Click here to read reviewer Marie D. Jones' take on A Star Is Found.
Janet Hershenson and Jane Jenkins, freelance casting directors who joined forces in 1970 to form The Casting Company, have enjoyed great success in this predominately female career. In a transient field, they retain their own offices and staff; most move on after a project wraps, but The Casting Company maintains their office space from one film to another.
Dedicated to “work hard to fill the smaller parts, granting them the same meticulous attention that we’d give major roles,” Hirshenson and Jenkins describe the life of a casting director in their cleverly balanced book, the particular challenges and rewards of their career.
The text reads like a blast from the past, referencing stars and celebrities of yesteryear as well as newcomers, the main attraction being the authors’ gossipy tone. Buried in the detritus of yesterday’s films and TV shows (Suzy Coelho, wife of Sonny Bono; Walter Matthau; Ralph Waite, “Pa” on The Waltons), more recent films bring the book up to date: the new James Bond (Daniel Craig) and The Da Vinci Code.
With their insider’s peek into the inner workings of the movie business, the authors speak of the challenge of casting roles as imagined by moviemakers, using an extensive client list and movie credits to frame their tales: The Princess Bride, Something’s Gotta Give, The Perfect Storm, Stand By Me, Ghost, Apollo 13.
Directors they have worked with include Ron Howard, Wolfgang Peterson, Francis Ford Coppola, Steven Spielberg, Rob Reiner, Tim Burton and John Hughes. In filling parts, they often use well-known actors or stars on their way up the ladder, but frequently they are driven to extended searches for the perfect match for a particular role.

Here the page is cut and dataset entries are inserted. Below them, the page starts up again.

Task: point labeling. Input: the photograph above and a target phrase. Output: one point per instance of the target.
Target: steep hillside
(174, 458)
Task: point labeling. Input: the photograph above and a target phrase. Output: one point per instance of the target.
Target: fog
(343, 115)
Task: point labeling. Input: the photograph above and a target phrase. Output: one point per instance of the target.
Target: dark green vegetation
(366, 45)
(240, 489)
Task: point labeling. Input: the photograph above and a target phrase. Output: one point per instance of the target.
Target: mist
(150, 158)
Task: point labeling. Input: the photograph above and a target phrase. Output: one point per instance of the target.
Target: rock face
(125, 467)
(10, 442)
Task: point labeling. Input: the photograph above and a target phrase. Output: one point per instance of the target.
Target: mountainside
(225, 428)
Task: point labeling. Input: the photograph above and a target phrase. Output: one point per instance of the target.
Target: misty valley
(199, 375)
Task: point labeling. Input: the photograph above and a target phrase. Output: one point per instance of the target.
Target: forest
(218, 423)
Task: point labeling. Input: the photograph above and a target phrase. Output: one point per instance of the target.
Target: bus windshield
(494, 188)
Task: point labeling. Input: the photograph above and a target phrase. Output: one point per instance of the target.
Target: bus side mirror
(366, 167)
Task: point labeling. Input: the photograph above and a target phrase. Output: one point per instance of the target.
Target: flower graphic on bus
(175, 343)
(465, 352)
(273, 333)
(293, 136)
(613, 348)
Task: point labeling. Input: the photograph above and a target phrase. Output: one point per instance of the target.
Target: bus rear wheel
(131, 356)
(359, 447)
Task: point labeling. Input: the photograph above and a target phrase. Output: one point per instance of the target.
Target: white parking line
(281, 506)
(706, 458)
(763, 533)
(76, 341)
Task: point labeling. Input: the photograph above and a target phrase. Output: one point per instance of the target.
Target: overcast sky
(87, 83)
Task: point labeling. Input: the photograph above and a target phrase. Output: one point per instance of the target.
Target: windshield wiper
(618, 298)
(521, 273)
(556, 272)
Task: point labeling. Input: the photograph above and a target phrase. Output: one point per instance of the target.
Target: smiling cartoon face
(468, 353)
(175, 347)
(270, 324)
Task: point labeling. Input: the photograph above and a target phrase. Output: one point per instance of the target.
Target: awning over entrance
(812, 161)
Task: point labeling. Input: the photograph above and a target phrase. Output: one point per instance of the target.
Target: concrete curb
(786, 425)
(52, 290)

Of all the familiar names, many are found at the beginning of their careers, later going on to enjoy fame and fortune. One chapter speaks to the special difficulties of child actors, balancing age with skills while deflecting too-eager parents from interfering in the process. These women are committed from start to finish, tackling whatever difficulties come with the territory.
Anecdotally, Janet and Jane explore every aspect of this unique career from the Call to final Casting and, hopefully, a successful project, the pages filled with behind-the-scenes details. Sharing the spotlight in the text, the ladies use a chatty style as they discuss their freelance careers, citing familiar films and actors they have cast in roles, from unknowns to stars.
This is a quick and interesting read, names dropped throughout to keep the reader hoping for a juicy bit of gossip. Unfortunately, the authors are too professional to let slip any secrets, providing just enough information to keep it interesting.